One of the primary challenges in translational research data management is breaking down the barriers between the multiple data silos and the integration of 'omics data with clinical information to complete the cycle from the bench to the bedside.
The role of contextual metadata, also called provenance information, is a key factor ineffective data integration, reproducibility of results, correct attribution of original source, and answering research queries involving “What”, “Where”, “When”, “Which”, “Who”, “How”, and “Why” (also known as the W7 model).
We introduce an ontology-driven, intuitive Semantic Proteomics Dashboard (SemPoD) that uses provenance together with domain information (semantic provenance) to enable researchers to query, compare, and correlate data across multiple projects, multiple types of data, and integrate with legacy data to support their current research.
The SemPoD platform, currently in use at the Case Center for Proteomics and Bioinformatics (CPB), consists of the components: Ontology-driven Visual Query Composer, Result Explorer, and Query Manager shown in Figure 1 below. Currently, SemPoD allows provenance–aware querying of 1153 mass-spectrometry experiments from 20 different projects.
SemPoD is an intuitive and powerful provenance ontology-driven data access and query platform to create an integrated view over large-scale systems molecular biology datasets. SemPoD can be deployed over many existing database applications storing ‘omics data, for instance, the LabKey data-management system as shown in Figure 2.

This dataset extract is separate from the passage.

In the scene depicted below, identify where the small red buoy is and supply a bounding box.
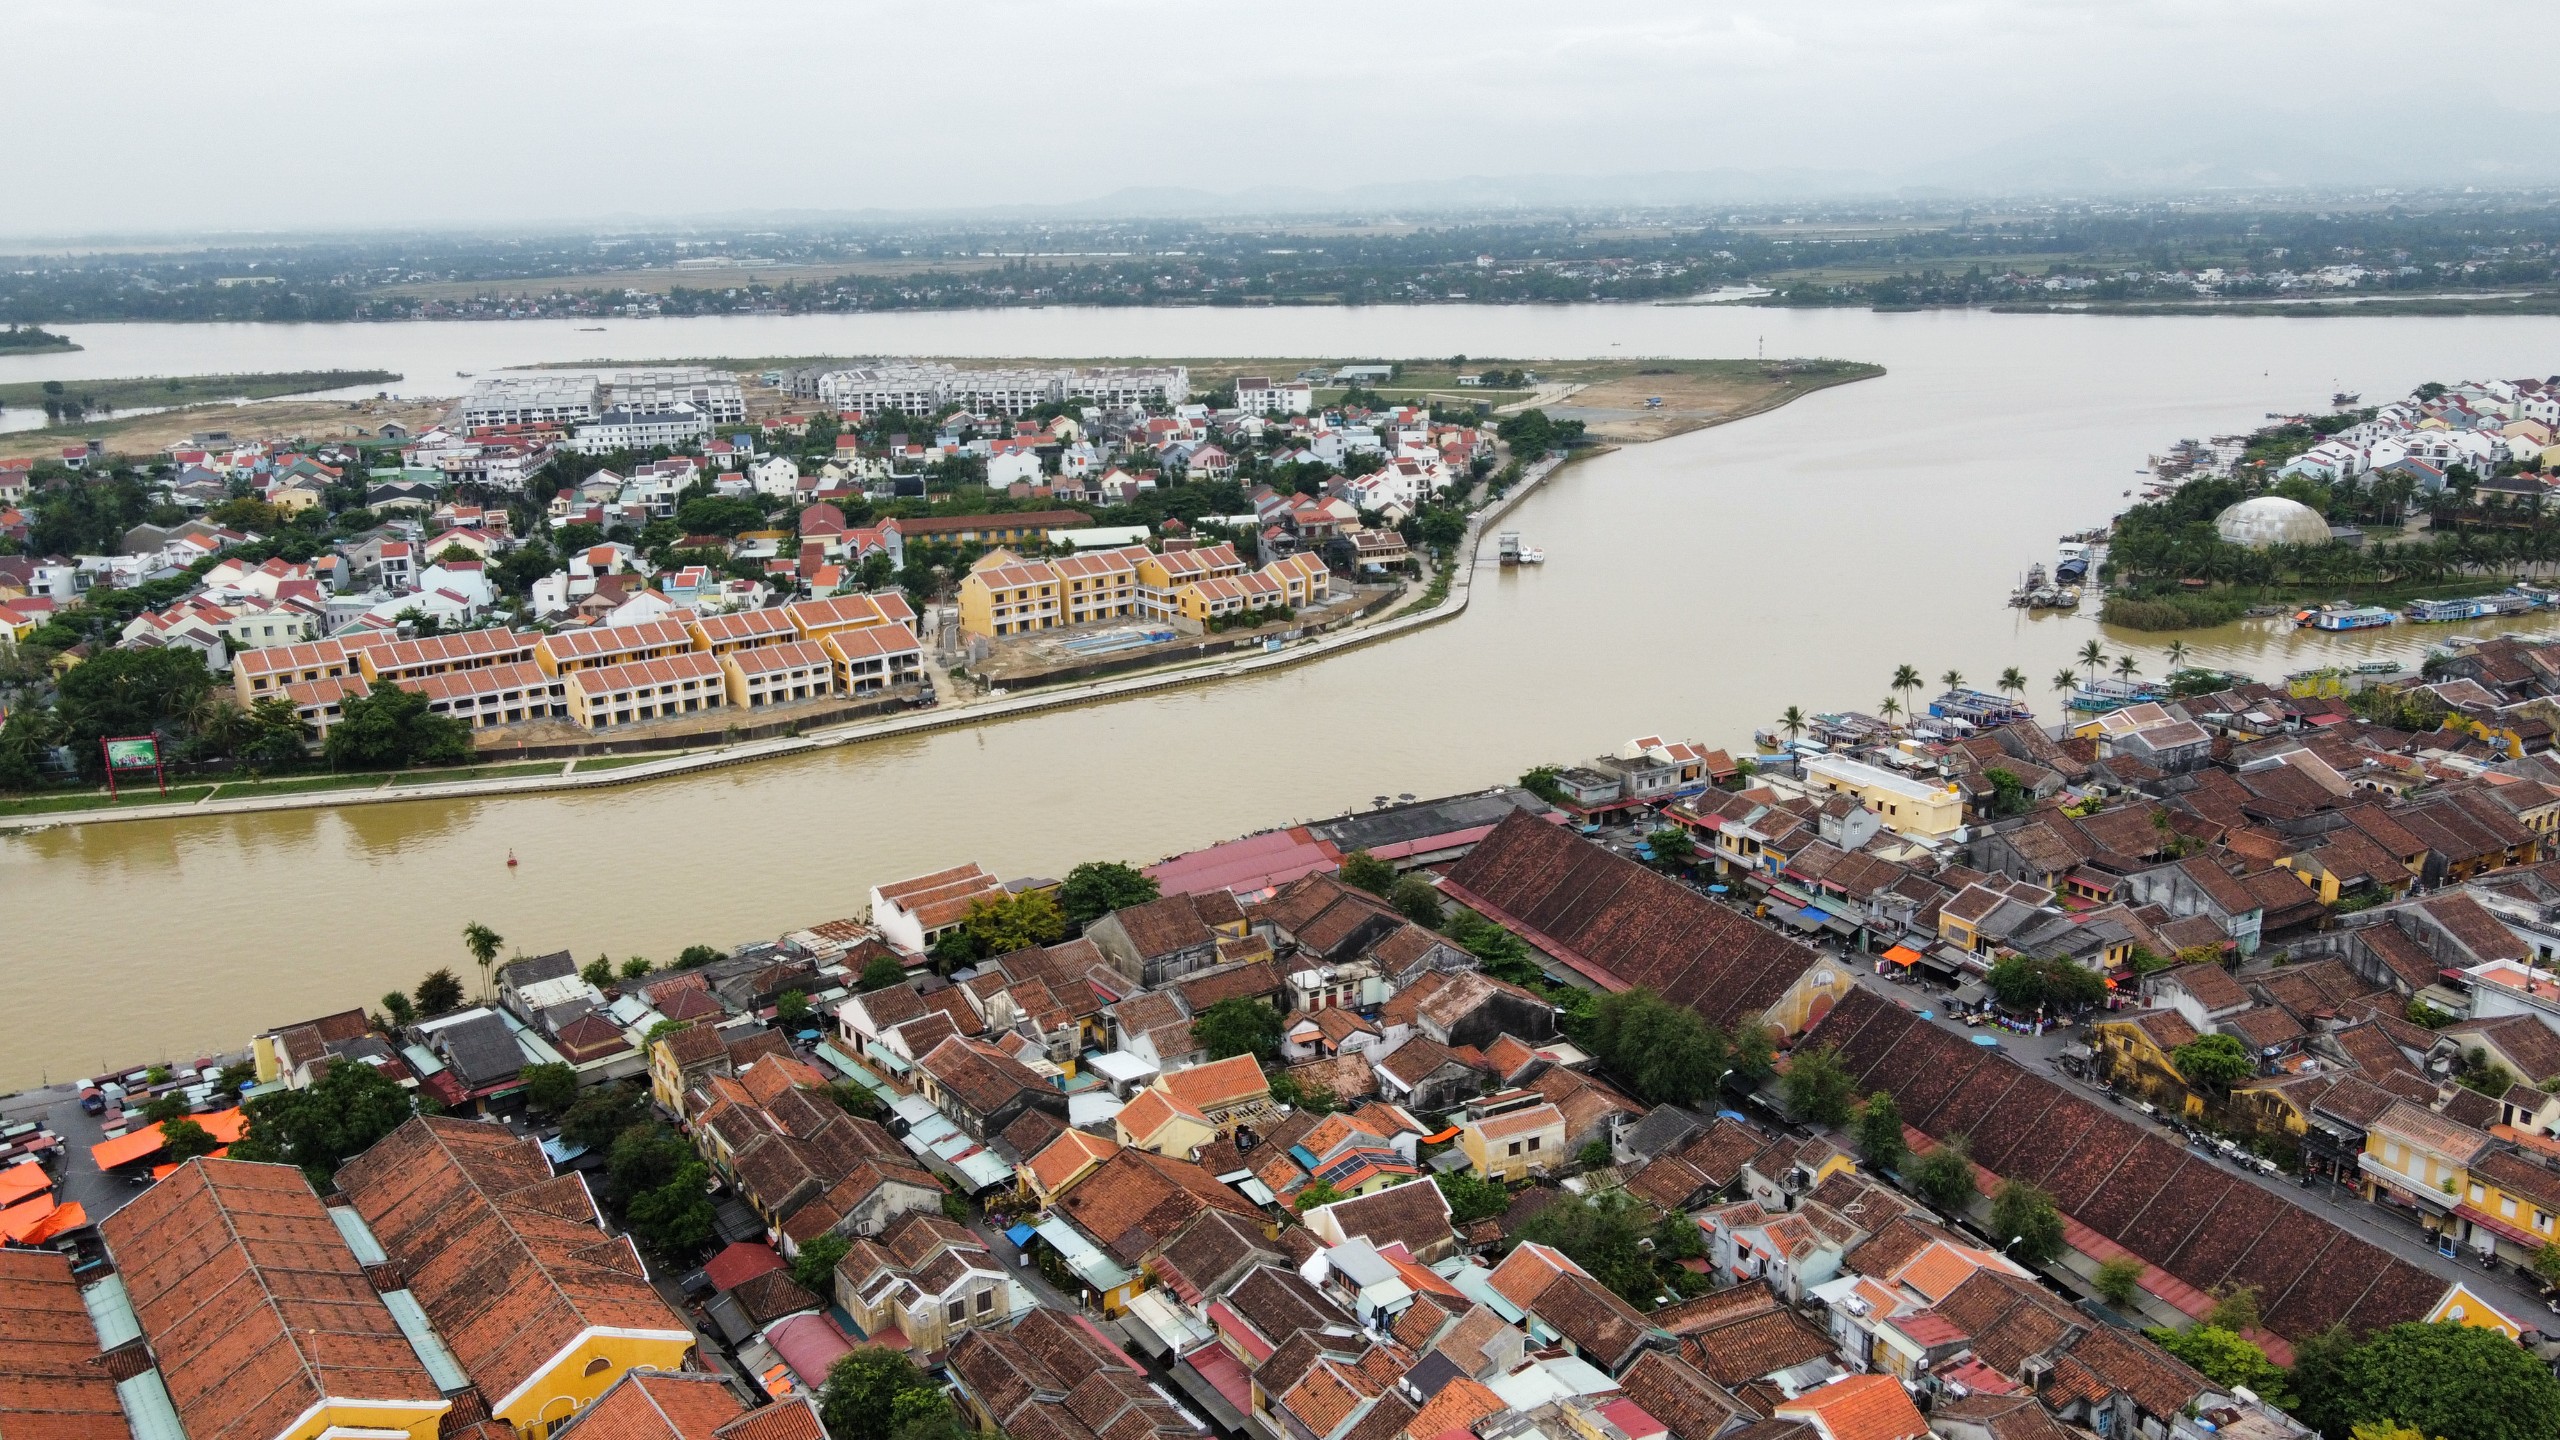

The initial user feedback evaluating the usability and functionality of SemPoD has been very positive and it is being considered for wider deployment beyond the proteomics domain, and in other ‘omics’ centers.
We use two principal proteomics workflows as exemplars to describe the design and implementation of SemPoD, namely:
- The first workflow is affinity-purification mass-spectrometry (AP-MS) workflow that enables the identification of specific protein complexes, thus identifying proteins that are associated with one another.
- The second workflow is the shotgun expression proteomics that identifies and quantifies proteins in an unbiased manner from cells or tissues of interest. Together, these two workflows account for approximately 50% of all experiments performed in the CPB and have been used in approximately 20 separate projects, generating over 3Terabytes (TB) of data.